Hydraulics basics

The word hydraulics comes from the Greek words hydraulikos´ and hydraulos. The latter means water organ and is composed of the words hy’dör (water)´ and aulo's (tubes). The water organ, also called hydraulis, was constructed already in antiquity and was used well into 800 AD. It used water instead of human pump power. Hydraulics is thus based on the fluid under pressure in some form of pipe or tube. By subjecting the liquid to pressure differences in a closed system, one can get the hydraulic power of mechanical energy.
In other words, hydraulics is the smart way to transfer, store and control the energy by means of liquid. With the help of engines, pumps, hoses and valves one can achieve very high power, high efficiency and precision of energy transfer. These forces can in turn be adjusted and tamed depending on how the hydraulic cylinder will be used. Hydraulics is based on a cycle of fluid that allows you, for example, to operate the bucket on an excavator. When gases, such as air, are used instead of liquid it is called the field of pneumatics.

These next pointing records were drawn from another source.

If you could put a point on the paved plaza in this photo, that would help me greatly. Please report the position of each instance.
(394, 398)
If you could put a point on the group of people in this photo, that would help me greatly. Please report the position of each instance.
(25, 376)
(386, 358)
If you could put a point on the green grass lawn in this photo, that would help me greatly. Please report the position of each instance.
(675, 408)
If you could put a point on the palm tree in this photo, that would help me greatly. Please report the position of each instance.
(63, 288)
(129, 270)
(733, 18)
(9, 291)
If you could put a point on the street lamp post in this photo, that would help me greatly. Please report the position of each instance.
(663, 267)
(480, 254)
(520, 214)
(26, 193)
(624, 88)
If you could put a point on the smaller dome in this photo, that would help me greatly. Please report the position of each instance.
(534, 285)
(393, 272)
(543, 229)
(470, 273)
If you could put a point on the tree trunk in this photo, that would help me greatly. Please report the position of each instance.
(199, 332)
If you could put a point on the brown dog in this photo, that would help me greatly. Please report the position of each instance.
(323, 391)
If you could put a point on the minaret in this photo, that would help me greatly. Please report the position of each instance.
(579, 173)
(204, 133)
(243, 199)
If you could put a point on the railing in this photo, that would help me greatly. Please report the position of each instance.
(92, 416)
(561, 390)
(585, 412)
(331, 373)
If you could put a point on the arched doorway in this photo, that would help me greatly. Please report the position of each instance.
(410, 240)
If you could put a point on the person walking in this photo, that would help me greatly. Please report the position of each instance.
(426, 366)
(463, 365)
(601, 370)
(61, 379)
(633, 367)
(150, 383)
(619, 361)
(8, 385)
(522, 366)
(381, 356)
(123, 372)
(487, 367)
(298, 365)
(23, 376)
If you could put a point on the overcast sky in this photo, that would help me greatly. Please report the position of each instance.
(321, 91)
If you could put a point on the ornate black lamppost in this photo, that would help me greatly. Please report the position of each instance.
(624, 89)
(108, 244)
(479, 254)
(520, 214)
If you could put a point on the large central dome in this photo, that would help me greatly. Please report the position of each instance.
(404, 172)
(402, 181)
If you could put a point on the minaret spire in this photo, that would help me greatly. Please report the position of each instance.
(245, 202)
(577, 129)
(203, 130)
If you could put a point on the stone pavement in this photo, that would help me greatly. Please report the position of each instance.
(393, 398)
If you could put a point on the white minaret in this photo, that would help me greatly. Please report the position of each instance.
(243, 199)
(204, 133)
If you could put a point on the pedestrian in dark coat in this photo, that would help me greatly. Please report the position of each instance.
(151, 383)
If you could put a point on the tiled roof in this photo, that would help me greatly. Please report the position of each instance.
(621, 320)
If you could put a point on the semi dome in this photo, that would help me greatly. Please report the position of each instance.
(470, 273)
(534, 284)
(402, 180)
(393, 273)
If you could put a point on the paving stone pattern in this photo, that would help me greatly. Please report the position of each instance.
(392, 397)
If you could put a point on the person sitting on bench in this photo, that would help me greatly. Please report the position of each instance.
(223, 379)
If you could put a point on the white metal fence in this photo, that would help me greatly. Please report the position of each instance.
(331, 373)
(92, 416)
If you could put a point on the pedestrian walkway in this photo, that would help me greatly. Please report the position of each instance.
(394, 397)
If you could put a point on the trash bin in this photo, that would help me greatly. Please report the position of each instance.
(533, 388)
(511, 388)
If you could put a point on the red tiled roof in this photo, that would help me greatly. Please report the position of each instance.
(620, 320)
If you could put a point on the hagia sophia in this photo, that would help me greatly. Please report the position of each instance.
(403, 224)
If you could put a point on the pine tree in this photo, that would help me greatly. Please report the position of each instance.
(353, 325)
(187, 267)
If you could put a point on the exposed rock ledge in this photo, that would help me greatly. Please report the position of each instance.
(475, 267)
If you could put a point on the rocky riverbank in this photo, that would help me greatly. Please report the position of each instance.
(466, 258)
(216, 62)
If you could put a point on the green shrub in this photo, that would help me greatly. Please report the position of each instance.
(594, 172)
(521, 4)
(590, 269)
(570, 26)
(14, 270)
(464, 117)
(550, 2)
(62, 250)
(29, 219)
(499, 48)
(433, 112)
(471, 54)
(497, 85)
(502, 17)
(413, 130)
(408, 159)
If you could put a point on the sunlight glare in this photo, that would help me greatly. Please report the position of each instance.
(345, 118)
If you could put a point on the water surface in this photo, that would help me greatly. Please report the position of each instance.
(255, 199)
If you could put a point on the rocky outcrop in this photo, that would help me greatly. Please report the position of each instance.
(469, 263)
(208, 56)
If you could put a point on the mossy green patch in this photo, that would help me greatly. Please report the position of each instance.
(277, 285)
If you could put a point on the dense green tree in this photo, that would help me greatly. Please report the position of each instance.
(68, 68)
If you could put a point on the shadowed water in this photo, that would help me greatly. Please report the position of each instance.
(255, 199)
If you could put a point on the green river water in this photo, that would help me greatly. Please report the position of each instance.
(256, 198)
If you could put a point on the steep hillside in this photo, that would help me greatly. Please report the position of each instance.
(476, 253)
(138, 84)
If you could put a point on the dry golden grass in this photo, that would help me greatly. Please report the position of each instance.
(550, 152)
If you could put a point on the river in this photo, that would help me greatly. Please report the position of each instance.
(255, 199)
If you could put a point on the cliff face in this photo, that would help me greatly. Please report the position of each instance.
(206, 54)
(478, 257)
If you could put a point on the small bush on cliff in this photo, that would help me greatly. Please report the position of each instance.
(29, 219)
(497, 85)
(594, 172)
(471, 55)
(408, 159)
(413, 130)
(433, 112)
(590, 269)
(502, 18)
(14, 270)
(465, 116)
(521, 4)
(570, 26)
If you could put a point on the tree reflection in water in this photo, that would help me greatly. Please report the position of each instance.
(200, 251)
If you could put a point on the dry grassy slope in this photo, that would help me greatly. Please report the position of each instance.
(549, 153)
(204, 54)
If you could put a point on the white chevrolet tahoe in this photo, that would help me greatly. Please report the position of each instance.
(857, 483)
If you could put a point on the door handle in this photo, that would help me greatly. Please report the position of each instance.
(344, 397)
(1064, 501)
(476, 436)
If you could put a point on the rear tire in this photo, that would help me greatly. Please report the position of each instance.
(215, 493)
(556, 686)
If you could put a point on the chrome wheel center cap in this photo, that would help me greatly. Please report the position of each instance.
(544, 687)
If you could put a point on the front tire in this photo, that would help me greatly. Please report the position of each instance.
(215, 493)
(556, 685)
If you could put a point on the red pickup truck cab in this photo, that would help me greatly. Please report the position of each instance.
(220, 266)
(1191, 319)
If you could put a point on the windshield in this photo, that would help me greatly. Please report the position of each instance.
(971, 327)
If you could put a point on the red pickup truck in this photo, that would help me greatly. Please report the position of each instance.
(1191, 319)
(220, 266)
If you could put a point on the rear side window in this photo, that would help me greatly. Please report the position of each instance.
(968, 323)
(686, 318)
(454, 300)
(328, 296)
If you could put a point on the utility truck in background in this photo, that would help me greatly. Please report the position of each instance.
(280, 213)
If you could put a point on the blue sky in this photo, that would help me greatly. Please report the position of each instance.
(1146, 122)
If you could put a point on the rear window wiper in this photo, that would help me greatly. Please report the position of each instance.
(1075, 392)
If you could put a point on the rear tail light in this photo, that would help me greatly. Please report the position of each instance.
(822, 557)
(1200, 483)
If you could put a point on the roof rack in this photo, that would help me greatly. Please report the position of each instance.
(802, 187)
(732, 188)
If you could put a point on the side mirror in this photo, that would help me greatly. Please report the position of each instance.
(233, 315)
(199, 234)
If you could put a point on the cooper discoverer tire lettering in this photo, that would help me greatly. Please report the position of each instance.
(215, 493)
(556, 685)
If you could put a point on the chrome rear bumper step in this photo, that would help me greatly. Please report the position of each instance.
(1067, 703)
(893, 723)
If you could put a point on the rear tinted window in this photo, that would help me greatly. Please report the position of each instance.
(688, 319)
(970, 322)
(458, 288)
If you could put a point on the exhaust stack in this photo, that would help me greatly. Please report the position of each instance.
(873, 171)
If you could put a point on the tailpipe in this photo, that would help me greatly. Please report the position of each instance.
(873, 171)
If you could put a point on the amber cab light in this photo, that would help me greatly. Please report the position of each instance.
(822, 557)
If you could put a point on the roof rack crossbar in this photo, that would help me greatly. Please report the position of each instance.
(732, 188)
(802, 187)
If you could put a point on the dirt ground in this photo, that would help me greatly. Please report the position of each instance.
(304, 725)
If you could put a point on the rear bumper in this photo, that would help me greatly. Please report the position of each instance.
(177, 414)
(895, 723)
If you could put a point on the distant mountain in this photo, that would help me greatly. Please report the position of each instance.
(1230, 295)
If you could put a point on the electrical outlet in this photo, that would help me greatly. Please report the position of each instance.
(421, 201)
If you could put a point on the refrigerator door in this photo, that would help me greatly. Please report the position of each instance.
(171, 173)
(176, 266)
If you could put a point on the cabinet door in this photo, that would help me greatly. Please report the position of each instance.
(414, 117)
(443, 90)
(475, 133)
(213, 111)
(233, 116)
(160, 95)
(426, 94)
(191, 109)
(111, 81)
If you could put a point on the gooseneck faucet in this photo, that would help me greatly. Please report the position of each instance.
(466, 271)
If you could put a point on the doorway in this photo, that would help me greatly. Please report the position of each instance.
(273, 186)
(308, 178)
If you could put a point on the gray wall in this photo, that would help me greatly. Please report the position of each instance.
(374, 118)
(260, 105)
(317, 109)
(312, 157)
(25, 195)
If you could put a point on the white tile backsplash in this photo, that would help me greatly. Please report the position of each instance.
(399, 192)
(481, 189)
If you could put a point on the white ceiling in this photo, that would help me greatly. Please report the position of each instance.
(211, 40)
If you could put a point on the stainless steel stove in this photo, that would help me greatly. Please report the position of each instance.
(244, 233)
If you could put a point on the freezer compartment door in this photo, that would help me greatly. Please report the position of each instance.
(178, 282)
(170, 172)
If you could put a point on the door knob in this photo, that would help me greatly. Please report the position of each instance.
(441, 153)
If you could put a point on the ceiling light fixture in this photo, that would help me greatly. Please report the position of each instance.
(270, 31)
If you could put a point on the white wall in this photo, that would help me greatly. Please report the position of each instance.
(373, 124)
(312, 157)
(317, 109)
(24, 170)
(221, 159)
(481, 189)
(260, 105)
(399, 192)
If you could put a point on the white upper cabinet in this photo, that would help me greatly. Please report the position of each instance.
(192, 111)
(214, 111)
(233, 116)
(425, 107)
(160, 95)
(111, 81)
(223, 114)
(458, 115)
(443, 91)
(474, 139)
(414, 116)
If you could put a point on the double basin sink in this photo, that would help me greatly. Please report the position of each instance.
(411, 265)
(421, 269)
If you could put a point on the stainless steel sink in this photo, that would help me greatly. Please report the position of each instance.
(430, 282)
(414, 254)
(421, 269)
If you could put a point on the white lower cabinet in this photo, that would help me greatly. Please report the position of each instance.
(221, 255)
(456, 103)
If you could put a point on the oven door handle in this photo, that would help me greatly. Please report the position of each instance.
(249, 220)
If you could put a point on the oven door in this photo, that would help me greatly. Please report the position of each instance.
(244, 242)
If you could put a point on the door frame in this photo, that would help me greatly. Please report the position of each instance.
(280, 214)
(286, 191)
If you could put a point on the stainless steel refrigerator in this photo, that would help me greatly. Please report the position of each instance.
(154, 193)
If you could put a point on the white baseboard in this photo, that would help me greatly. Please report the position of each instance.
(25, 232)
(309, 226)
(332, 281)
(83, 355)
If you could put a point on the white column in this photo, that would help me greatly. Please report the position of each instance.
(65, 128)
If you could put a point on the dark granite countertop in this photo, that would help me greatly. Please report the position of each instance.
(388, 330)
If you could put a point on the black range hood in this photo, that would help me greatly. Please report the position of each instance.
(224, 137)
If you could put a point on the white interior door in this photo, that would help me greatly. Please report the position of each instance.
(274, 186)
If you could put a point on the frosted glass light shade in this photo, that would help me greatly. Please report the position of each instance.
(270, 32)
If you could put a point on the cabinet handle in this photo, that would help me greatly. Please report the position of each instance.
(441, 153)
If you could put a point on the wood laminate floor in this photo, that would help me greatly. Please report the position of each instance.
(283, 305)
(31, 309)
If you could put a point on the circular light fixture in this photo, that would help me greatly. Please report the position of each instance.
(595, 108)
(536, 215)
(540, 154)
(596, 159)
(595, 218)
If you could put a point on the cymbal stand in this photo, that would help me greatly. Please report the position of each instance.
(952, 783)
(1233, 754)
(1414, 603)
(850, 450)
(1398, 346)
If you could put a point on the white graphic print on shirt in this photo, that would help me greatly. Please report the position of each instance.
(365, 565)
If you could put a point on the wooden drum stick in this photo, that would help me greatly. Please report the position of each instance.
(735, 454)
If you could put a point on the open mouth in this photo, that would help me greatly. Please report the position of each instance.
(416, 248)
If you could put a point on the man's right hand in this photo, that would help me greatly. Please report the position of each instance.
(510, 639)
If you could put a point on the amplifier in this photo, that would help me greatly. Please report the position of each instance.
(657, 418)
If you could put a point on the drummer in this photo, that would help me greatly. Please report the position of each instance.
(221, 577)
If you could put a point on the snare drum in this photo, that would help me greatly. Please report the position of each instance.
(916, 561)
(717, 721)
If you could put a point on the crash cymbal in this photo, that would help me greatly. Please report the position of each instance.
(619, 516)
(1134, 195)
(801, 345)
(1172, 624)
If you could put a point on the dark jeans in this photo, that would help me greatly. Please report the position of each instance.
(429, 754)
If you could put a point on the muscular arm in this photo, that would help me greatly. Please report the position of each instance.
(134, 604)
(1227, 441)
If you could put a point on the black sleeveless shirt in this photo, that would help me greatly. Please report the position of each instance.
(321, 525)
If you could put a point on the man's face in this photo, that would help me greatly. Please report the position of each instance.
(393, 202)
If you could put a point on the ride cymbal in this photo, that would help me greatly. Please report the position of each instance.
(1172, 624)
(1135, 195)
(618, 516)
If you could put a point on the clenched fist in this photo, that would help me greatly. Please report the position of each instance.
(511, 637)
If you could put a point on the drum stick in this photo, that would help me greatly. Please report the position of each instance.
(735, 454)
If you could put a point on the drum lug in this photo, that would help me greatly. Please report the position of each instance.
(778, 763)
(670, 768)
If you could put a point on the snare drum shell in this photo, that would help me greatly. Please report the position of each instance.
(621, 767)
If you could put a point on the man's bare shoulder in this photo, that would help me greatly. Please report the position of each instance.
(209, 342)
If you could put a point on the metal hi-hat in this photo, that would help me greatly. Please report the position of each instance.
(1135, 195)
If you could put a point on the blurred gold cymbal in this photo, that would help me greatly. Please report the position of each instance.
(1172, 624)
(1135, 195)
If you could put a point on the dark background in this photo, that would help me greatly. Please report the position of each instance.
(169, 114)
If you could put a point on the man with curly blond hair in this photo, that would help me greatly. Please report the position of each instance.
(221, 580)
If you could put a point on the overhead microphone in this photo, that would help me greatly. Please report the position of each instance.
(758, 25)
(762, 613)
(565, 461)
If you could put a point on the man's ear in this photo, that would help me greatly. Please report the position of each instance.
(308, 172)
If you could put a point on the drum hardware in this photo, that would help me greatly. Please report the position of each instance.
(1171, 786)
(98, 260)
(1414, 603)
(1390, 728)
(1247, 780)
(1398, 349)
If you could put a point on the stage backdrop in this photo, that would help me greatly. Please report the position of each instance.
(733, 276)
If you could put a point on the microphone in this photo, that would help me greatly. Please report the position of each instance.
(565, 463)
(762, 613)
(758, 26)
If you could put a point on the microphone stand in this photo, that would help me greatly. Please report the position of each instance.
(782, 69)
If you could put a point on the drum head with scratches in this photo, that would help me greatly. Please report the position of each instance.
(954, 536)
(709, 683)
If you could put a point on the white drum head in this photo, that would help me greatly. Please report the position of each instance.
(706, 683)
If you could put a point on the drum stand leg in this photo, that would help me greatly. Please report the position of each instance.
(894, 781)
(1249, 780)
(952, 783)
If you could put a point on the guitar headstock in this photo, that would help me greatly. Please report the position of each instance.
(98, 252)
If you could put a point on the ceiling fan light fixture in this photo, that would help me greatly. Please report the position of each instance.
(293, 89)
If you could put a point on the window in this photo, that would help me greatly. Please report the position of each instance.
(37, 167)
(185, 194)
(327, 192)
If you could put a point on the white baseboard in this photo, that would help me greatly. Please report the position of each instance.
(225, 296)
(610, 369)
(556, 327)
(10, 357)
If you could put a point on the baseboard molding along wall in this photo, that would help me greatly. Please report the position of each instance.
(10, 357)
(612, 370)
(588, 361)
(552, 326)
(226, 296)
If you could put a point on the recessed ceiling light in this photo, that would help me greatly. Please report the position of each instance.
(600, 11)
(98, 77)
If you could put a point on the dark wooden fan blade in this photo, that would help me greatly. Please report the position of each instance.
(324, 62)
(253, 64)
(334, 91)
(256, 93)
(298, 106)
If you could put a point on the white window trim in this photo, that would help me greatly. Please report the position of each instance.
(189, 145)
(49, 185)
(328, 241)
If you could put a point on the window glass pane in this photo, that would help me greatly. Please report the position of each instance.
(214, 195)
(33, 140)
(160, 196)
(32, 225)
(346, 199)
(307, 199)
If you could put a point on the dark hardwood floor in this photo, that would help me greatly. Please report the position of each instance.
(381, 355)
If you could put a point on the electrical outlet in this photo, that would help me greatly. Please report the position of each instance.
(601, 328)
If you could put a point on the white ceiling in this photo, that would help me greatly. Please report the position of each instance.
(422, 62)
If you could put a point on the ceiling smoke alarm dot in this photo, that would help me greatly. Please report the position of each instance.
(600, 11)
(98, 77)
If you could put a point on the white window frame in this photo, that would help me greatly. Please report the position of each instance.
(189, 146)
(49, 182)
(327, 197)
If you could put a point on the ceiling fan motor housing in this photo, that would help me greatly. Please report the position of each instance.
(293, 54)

DIFFERENT TYPES OF HYDRAULICS

Modern hydraulic systems are usually divided into hydrostatic systems and hydrodynamic systems. In turn hydrostatic systems can be divided into two types. One where the liquid has a high pressure and one part where the fluid has atmospheric pressure. The liquid is transported through the ducts and valves of any type of engine and the pressure cylinder. Then there is converted energy from the pressurized fluid to mechanical energy. A hydrostatic system is common in e.g. work vehicles where the ratio of the power and weight must be very high. Hydrodynamic systems are used almost exclusively for transmissions for different types of vehicles. One example is automatic transmissions.